Bobby Abreu, Cliff Lee, Scott Rolen headline polarizing list of ex-Phillies on Hall of Fame ballot

MLB's 2020 Hall of Fame ballot was released Monday and it included six former Phillies of varying degrees of popularity. In fact, it's hard to even say which of the six is the most beloved in Philly. 

Bobby Abreu
Raul Ibanez
Cliff Lee
Scott Rolen
Curt Schilling
Billy Wagner

• At first glance, you might say Lee. He had great moments with the Phillies, memorable playoff games, and that low-key swag that drew fans to him. But things ended in a clunky way when he came back the second time. An elbow injury caused Lee to miss the final 1½ years of his contract and he was pretty much invisible during that time.

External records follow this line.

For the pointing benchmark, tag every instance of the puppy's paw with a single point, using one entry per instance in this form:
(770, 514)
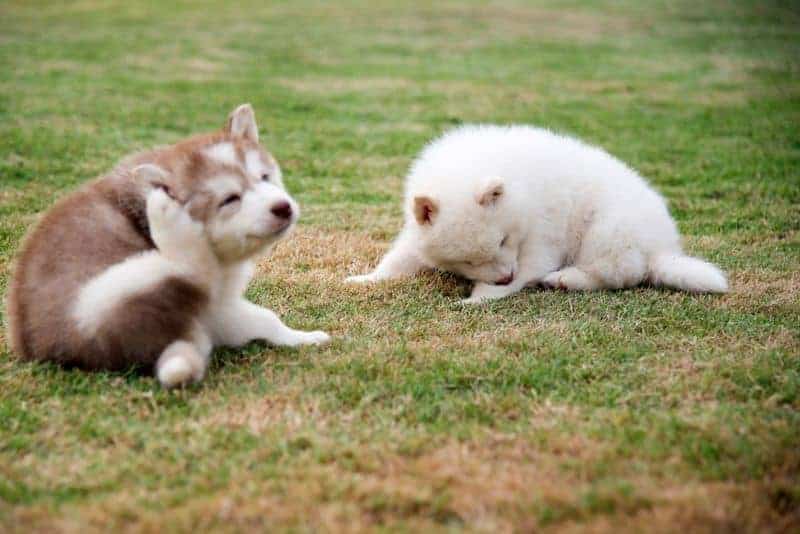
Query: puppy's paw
(172, 229)
(179, 369)
(361, 279)
(317, 337)
(472, 301)
(569, 279)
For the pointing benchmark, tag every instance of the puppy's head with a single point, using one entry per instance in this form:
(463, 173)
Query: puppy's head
(468, 232)
(233, 185)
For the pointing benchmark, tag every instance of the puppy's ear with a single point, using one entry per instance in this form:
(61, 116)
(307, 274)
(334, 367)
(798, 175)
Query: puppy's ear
(491, 191)
(425, 209)
(242, 123)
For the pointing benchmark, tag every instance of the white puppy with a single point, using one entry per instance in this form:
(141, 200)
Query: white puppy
(148, 265)
(517, 206)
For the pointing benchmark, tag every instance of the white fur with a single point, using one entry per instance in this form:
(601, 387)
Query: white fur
(186, 248)
(541, 207)
(98, 298)
(223, 153)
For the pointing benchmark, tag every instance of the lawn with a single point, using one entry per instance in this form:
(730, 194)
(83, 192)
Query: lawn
(611, 411)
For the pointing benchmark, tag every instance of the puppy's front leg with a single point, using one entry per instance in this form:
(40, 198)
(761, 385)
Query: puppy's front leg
(178, 238)
(535, 263)
(401, 260)
(242, 321)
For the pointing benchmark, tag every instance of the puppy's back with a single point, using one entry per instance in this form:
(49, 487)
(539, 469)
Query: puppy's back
(83, 234)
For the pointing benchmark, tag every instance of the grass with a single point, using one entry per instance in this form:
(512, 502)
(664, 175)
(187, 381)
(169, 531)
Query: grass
(615, 411)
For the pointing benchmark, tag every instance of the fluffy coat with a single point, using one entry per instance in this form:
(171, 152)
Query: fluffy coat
(517, 206)
(148, 265)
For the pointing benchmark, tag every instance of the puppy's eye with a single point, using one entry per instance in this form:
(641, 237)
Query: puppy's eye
(230, 199)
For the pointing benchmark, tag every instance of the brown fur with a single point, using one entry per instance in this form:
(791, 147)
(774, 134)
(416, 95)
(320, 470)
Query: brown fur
(102, 224)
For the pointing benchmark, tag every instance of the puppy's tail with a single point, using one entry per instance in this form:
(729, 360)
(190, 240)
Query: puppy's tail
(687, 273)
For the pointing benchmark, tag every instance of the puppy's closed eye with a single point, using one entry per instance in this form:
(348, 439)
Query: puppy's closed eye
(230, 199)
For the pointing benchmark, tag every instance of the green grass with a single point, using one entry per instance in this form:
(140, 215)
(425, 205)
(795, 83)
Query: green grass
(630, 410)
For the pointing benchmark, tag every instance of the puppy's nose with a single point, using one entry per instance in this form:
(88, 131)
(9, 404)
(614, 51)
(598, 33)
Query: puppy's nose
(282, 210)
(505, 280)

He was also noticeably absent when the 2009 NL Championship team got together at Citizens Bank Park this past summer. The answer is still probably Lee, but it was a sour end for plenty of folks.

• Abreu is very well-respected around the game for being an ahead-of-his-time player with gaudy, well-rounded stats, but he was and still is polarizing around here. A portion of the fan base will always look at Abreu as an overrated compiler who was scared of walls. The other portion — it may be an even 50-50 split these days — appreciates the player Abreu was and realizes he'd be worth $200 million today.

• Phillies fans haven't forgotten Rolen's elite defense. Rolen was truly one of the best defensive third basemen of all time. But he orchestrated his way out of here and that is remembered equally, if not more so. 

• Schilling ... not delving into that one beyond an acknowledgment that his playoff performances were legendary, he had four excellent seasons and his post-playing career has been very strange.

• Ibañez was well-liked here and everywhere else he played. He may manage in the majors some day soon. He had an incredible first half in 2009, his first year with the Phillies, then was just slightly above average the rest of his three-year career with them.

• Phillies fans don't feel especially attached to Wagner, who was great here but lasted only two seasons. Unlike the other five on the list, Wagner should be in the Hall of Fame, in my opinion. Wagner was a more dominant reliever than Trevor Hoffman or Lee Smith. He had six seasons with an ERA under 2.00. He saved 422 games. He could have hung around for three more seasons to hit the arbitrary number of 500, which would have made him a Hall of Famer. Instead, Wagner retired on his terms after posting a 1.43 ERA for the Braves in 2010.

It will be interesting to see whether Abreu, a first-time candidate, gets the groundswell of support we've seen in recent years with players like Tim Raines.